I'm not even 100% confident in saying I can describe the magic that happens with certificates, but to my best knowledge two things occur. First is that There is a certificate chain that the client can follow back to a certificate it already considers trustworthy. Any certificate that is presented to the client, it can do some action to determine if that certificate was issued by another certificate authority. It will do this until it reaches the root CA, which can't be validated because that server issued itself a certificate. So that's why those certificates are preinstalled and considered trusted on the device, to allow the chain to function. The other part is that in the SSL certificate itself, it contains a public key. Making an educated guess I would infer that what happens is the client will use that public key to encrypt the original bit of data it sends to the server before the session is made. Because the data is encrypted only the holder of the private key is able to decrypt that data. When you generate the certificate on the radius server you create the keypair and only that system has the private key that is capable of decrypting that traffic. So if someone were to put that public certificate onto their radius server and attempt to act as if they were legit, they would get back encrypted data but have no way to decrypt it because they don't possess the private key that matches. So in that case no they cannot gain anything from your server because they should never be getting unencrypted traffic.

Going back to that little check box about validating the server certificate. If the client didn't validate the certificate chain was legit, then I could just issue a self signed certificate on my server with the exact same hostname. Because that's what your client is looking for, your client would use the public key from the cert to encrypt the data, and because I created it I'm the one holding onto the private key. So then I would be able to successfully see all traffic the client is sending to me, including user names and passwords. I'm assuming the "evil twin" part would be after I capture that data, I simply forward it on to your server and utilize your cert and that would satisfy the server requirements on your end to let the client connect to the network.
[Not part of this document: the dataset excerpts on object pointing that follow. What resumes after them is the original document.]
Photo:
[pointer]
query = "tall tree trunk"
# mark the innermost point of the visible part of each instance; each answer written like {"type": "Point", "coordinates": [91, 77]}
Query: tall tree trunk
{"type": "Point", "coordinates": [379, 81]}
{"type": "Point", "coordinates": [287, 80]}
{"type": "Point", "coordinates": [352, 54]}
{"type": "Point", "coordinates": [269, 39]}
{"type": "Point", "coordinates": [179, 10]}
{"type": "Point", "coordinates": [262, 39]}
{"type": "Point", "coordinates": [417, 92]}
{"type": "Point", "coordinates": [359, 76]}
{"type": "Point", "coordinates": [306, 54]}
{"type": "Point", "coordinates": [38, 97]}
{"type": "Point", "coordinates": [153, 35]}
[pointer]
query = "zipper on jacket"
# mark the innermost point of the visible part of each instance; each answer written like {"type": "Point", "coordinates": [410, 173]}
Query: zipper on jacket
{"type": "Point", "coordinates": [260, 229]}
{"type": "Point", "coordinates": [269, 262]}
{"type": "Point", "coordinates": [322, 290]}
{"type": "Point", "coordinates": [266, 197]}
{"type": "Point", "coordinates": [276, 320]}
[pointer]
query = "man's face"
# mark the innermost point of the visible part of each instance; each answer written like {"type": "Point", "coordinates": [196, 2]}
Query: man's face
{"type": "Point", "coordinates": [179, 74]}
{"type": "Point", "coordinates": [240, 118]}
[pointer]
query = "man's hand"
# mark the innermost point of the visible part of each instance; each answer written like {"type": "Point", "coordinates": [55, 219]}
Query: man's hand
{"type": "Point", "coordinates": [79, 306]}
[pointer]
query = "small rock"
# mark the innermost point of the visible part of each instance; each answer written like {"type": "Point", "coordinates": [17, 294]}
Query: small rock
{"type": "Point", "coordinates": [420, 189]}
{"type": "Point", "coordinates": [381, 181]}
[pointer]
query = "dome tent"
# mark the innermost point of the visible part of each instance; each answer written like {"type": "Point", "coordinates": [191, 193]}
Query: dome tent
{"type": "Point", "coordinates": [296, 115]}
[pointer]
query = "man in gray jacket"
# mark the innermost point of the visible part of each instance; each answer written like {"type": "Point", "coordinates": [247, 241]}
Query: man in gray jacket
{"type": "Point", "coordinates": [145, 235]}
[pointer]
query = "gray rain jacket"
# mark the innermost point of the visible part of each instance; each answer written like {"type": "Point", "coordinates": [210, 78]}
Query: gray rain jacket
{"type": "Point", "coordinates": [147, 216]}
I can't find a good example for that domain field, the best guess is that it's actually just mycompany.com
First of all this is a very good explanation of the whole process, makes a lot of sense so thank you for that!

Regarding the certificate chain - the client can always determine which authority signed the server certificate the server presents? If it can determine who the CA is, then the client checks its own CA certificate store to mathematically check if the CA certificate it has there has actually signed the certificate the server presented. Is this correct?

In this case, I don't understand why the domain field is actually there. Is it just some kind of double, extra check that has to match what the presented server certificate has in it? The field is actually mandatory on Android when the 'Use system certificates' option is selected, so you really have to enter a domain. I am just wondering what the role of that field is and how important it is.
 
I presumed that part, just not sure what exact role it plays in the server verification process, besides the obvious part where the entered FQDN has to match what the server cert has in it. Is it only that or does it play a role in the certificate chain hopping?